Serena's injury allowed Wozniacki to usurp her as No 1, thanks to the Dane's consistency, but at the grand slams a semi-final at the US Open was as good as it got for her last season.
Wozniacki must win in Australia to prove worth
The climax to 2010 in the women's game was blighted by the debate over whether Caroline Wozniacki was a worthy world No 1 after she overtook Serena Williams at the top of the rankings in October.
Williams won the Australian Open and Wimbledon and would have been a strong contender for the US Open had she not stepped on broken glass in early July, which curtailed her season as she required surgery on the problem.
To many people, myself included, she is comfortably the best women's player in the world right now.

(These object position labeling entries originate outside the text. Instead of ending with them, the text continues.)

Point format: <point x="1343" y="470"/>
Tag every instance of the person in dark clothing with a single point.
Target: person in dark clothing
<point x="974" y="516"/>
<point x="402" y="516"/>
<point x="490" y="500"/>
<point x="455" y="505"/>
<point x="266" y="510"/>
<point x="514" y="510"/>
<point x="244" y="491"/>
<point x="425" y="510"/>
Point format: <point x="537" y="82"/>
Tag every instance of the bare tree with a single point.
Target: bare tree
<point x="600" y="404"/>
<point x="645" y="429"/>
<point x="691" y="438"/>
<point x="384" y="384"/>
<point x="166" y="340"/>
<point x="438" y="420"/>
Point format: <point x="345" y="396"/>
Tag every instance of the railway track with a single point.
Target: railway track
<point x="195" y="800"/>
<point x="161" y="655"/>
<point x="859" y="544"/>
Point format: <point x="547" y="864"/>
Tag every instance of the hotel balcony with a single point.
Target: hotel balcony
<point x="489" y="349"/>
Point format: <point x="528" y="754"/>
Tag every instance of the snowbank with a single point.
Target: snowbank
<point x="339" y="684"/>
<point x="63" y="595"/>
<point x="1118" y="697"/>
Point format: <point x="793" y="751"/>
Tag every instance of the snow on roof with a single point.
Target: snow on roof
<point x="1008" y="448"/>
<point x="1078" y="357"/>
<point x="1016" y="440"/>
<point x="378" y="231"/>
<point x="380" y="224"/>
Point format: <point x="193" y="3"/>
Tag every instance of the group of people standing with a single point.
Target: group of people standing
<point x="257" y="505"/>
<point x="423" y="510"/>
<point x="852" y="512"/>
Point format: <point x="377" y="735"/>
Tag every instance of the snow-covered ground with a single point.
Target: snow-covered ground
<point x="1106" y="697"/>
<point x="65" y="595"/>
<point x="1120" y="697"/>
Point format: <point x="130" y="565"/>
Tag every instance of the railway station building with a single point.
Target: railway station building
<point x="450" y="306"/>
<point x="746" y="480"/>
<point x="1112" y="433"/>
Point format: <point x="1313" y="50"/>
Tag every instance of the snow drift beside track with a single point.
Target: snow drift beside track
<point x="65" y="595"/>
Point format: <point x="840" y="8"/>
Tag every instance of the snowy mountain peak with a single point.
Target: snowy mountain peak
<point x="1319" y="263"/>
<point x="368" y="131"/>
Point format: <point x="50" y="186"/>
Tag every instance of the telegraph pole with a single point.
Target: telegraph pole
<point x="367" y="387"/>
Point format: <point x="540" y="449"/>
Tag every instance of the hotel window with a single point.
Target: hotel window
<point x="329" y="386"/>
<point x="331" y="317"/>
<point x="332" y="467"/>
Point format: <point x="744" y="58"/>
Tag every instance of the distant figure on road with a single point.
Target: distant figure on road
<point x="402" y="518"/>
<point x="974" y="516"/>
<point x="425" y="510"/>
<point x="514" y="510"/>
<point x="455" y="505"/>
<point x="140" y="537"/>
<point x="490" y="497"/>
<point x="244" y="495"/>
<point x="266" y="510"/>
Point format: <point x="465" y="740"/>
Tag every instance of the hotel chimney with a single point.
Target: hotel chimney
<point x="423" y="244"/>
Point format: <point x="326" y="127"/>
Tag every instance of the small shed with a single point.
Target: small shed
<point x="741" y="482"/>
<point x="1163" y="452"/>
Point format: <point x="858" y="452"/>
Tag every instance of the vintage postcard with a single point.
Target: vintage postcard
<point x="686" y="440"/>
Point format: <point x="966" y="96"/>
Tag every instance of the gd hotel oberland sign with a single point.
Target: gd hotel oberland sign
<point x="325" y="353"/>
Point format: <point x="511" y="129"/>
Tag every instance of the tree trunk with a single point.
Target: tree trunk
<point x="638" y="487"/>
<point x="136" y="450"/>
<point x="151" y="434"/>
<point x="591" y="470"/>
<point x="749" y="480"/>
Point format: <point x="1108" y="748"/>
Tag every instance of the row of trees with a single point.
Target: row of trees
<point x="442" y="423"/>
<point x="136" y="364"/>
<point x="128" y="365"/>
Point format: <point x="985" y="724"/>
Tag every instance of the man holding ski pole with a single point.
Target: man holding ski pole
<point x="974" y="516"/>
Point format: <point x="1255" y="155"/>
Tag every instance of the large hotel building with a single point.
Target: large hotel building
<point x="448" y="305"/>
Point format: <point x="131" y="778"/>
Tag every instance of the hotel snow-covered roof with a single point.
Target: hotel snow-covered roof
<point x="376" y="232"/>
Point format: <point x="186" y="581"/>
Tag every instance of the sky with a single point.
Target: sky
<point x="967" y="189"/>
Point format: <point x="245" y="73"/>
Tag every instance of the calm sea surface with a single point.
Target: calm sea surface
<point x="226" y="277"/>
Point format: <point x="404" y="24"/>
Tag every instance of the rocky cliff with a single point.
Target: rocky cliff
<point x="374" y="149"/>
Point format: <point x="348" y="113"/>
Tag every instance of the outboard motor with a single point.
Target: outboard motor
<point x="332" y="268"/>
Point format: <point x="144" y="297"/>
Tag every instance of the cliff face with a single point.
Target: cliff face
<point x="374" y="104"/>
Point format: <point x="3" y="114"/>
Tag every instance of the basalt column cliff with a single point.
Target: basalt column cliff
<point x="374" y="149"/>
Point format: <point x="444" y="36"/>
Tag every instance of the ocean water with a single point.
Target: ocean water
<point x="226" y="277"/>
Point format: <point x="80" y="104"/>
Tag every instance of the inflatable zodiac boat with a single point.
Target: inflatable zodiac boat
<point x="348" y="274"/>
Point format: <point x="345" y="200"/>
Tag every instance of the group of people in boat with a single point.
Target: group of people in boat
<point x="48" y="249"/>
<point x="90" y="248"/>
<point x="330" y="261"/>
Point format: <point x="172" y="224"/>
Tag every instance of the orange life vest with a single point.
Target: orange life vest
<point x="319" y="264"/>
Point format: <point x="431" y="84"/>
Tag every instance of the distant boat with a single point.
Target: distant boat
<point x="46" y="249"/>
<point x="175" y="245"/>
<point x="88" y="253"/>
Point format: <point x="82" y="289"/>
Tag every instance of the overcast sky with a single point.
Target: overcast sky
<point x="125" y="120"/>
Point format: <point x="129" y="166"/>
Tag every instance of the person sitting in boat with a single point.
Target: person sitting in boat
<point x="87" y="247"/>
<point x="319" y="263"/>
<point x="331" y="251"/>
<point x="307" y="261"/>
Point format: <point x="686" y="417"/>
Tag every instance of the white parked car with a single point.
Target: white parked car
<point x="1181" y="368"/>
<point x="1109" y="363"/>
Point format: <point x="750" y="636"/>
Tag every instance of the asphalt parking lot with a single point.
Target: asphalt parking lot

Her power and shot-making stand her out from the rest.
Her injury allowed Wozniacki to usurp her as No 1, thanks to the Dane's consistency and ability to win on the WTA Tour, although not at the grand slams where a semi-final at the US Open was as good as it got for her last year.
But the news that Williams's injury is so severe she will not be able to defend her Australian Open title next month means she is going to fall even further down the rankings from her No 4 spot, and leave her unable to fight for the top spot for quite a while.
Wozniacki is a good player but tennis is a result-based industry and the great players do their talking at the grand slam events.
The 20-year-old has yet to shine at the majors and she does not measure up to her title as the best player in the world.
Australia will be a great chance for her to put that right, otherwise the public will hanker for the return of Williams and, in their eyes, a worthy world No 1.